Reference Signs List 1 semi-insulating GaAs substrate 1 2 n-type GaAs layer 3 undoped AlGaAs layer 4 undoped GaAs layer 5 SiN film (first insulating film) 6 SiO ₂ film (second insulating film) 7s source electrode 7d drain electrode 8 gate electrode

Claims (5)

[Claims] An operating layer of a trapezoidal transistor is formed on a compound semiconductor substrate, an insulating film is provided on and above the operating layer, and a source electrode, a drain electrode and a gate electrode are insulated on the surface of the operating layer. A compound semiconductor device which penetrates a part of a film and is in contact with an operation layer. 2. The insulating layer is composed of two insulating films,
The first insulating film is provided around the electrode in the upper portion of the trapezoid, the lower surface thereof is in contact with the substrate around the trapezoid, and is provided up to the same height as or less than the upper portion of the trapezoid, and the second insulating film is The compound semiconductor device according to claim 1, wherein the compound semiconductor device is provided so as to cover the first insulating film except for an upper portion of the trapezoid. 3. An operating layer of a trapezoidal transistor is formed on a compound semiconductor substrate, an insulating film is provided on and above the operating layer, and a source electrode, a drain electrode and a gate electrode are insulated on the surface of the operating layer. A method for manufacturing a compound semiconductor device in which a part of a film penetrates and contacts an operation layer, wherein the insulating layer is composed of two insulating films, the first insulating film has a thickness of D1, and the second insulating film has a thickness of D1. Is D2 and the height of the trapezoid is d.

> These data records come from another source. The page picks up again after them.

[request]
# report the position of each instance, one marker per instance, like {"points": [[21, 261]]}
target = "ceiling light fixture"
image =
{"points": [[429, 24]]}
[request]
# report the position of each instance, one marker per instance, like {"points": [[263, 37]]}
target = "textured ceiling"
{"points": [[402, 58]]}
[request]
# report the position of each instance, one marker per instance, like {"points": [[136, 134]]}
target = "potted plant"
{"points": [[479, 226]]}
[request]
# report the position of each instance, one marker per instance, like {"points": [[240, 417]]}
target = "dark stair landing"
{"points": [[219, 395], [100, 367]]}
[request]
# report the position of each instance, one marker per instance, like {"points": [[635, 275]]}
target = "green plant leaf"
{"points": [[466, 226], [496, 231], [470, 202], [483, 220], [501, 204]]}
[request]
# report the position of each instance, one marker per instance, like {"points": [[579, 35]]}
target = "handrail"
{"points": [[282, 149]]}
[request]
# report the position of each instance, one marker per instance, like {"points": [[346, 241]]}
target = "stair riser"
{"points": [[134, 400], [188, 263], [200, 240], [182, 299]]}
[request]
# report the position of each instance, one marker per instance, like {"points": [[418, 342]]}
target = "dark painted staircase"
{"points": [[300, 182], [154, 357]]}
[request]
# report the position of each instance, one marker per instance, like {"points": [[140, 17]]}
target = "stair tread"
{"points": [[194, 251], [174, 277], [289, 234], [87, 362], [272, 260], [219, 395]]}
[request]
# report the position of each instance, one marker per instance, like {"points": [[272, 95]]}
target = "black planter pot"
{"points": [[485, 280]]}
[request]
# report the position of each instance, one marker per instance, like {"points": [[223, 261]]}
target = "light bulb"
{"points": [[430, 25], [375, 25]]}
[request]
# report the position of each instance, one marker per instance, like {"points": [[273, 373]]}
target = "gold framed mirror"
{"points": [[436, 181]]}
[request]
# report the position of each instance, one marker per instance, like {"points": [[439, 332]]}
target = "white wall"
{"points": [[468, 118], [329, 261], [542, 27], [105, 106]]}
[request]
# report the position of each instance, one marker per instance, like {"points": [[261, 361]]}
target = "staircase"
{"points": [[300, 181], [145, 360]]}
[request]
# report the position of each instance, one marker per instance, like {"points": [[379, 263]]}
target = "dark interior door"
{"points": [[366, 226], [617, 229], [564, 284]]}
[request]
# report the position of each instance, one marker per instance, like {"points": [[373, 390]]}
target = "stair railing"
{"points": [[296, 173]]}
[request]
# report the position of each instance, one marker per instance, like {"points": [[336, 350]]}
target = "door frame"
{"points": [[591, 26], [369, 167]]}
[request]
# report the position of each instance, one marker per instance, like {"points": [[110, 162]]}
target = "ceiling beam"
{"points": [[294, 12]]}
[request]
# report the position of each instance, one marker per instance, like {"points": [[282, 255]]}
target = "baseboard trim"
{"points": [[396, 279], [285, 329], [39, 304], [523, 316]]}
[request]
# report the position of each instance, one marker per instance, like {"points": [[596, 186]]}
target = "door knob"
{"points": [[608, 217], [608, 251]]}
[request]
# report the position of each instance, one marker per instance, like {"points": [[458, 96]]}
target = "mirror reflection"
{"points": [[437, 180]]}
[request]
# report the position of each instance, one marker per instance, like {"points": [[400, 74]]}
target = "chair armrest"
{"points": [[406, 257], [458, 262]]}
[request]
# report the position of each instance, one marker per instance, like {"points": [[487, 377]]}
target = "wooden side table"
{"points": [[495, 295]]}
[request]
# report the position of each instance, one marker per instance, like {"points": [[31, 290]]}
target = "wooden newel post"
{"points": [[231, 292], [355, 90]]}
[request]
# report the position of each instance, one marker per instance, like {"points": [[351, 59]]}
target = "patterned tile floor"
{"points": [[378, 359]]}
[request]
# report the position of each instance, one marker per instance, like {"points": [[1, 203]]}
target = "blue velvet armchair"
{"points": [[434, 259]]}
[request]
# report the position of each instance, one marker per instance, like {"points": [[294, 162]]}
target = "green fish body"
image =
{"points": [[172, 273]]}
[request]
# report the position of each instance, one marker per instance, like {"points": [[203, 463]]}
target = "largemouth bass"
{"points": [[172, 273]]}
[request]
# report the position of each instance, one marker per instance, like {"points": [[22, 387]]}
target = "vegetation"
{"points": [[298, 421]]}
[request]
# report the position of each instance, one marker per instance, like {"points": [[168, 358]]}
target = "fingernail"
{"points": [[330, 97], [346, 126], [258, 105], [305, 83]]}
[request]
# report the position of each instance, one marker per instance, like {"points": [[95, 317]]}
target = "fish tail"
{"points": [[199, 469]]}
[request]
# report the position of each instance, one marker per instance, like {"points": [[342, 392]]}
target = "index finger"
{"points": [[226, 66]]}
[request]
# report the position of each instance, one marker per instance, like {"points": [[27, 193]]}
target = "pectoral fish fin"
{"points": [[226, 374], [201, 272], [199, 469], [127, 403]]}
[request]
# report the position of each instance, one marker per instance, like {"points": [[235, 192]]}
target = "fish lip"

Then, after depositing the first insulating film so that D1 ≦ d, a second insulating film is deposited thereon so as to satisfy D2 ≧ d−D1, and the first insulating film formed on the trapezoid upper portion is formed. And removing the second insulating film by a CMP method until only the insulating film is exposed. 4. When the etching rate of the first insulating film is a and the etching rate of the second insulating film is b, a
The method according to claim 3, wherein> b. 5. The combination of the first and second insulating films includes SiN and SiO ₂ , SiN and AlN, SiN and Al ₂
O _3, SiO ₂ and AlN, a manufacturing method of a compound semiconductor device according to claim 4, characterized in that it is chosen from among SiO ₂ and Al ₂ O _3.